This latest expansion has been met positively by the local community who can not only expect the prospect of additional jobs working for a market leading company, but also a full ‘living wage’ – putting Lidl’s shop floor workers at a distinct wage advantage when compared to other local supermarket competitors. Good pay and additional employment opportunities are not the only reason for the local community to be happy. Lidl also operate fantastic in house training schemes, which when delivered well, provides employees with the skills to do well in future roles regardless of whether or not they remain with Lidl.
Adopting a ‘layered’ training approach, which encompasses the whole business entity, Lidl centralises training planning into a single dedicated in-house department. Staff within this department are responsible for identifying training needs and developing training events, materials and systems in response.
Direction and tools flow from this department into the stores and supporting areas. Within the stores, Lidl operates a ‘Buddy’ system which ensures that new recruits are given on hand support within their immediate working vicinity making individuals who have the skills to mentor and support accessible.
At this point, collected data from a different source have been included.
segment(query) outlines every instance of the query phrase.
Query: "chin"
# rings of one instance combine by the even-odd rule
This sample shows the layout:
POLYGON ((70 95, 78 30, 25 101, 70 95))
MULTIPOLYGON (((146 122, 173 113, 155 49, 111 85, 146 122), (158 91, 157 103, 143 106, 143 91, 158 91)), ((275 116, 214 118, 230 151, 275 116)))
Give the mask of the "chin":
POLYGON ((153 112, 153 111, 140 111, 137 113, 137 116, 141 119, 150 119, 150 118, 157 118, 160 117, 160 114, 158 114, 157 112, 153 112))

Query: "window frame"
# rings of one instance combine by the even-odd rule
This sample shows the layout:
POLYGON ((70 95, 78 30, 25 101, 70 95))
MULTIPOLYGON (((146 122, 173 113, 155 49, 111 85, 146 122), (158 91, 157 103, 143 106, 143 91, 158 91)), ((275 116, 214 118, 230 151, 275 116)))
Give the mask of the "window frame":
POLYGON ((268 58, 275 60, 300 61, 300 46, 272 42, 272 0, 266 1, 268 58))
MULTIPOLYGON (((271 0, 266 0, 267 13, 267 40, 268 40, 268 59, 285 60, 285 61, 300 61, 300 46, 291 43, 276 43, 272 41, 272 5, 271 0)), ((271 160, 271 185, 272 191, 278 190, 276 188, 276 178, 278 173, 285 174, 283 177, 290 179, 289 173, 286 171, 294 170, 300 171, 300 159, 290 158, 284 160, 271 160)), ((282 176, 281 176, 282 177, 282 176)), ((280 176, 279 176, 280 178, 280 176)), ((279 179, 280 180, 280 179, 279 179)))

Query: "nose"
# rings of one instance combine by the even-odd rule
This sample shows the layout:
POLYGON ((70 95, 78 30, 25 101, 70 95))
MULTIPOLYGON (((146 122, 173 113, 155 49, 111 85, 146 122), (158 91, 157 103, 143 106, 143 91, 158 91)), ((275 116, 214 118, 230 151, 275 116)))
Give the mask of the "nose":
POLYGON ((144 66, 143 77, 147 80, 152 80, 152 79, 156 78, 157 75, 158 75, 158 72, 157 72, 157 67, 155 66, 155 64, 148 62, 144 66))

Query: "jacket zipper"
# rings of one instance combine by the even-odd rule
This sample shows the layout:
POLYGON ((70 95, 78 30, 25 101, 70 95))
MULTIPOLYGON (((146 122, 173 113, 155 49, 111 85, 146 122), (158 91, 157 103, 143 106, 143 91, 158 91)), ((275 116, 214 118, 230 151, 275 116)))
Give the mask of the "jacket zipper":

This approach is key to all businesses who wish to integrate their staff effectively into the business. It enables them to gain key skills on the job and avoids undue classroom attendance.
From the ‘Buddy’ system, Lidl then have formal ‘Training Mentors’ who are responsible for supporting store managers in the roll out of staff training initiatives, all of which then feeds into the Regional Training Managers who are responsible for overseeing training on a regional level and promoting a healthy learning and development culture across the business.
Lidl may be a cut price store, but a training approach such as the one outlined above at its core, certainly puts Lidl on a par with the non-cut price stores. Training flows from all levels of the business and is a key aspect of company culture and delivery.
Walker Information (an Intelligence Consultancy firm) identified training programmes as a key retention tool. Staff who feel that they are being valued through training and development are more likely to stay within their roles. With ‘happiness’ being an emotional contaigent, store workers are consequently more likely to impact positively on their customers; leading to greater customer satisfaction.
From a training professional perspective, we therefore welcome the news of an impending second store in Yeovil as every business counts when promoting a culture of learning and skill development within the South West.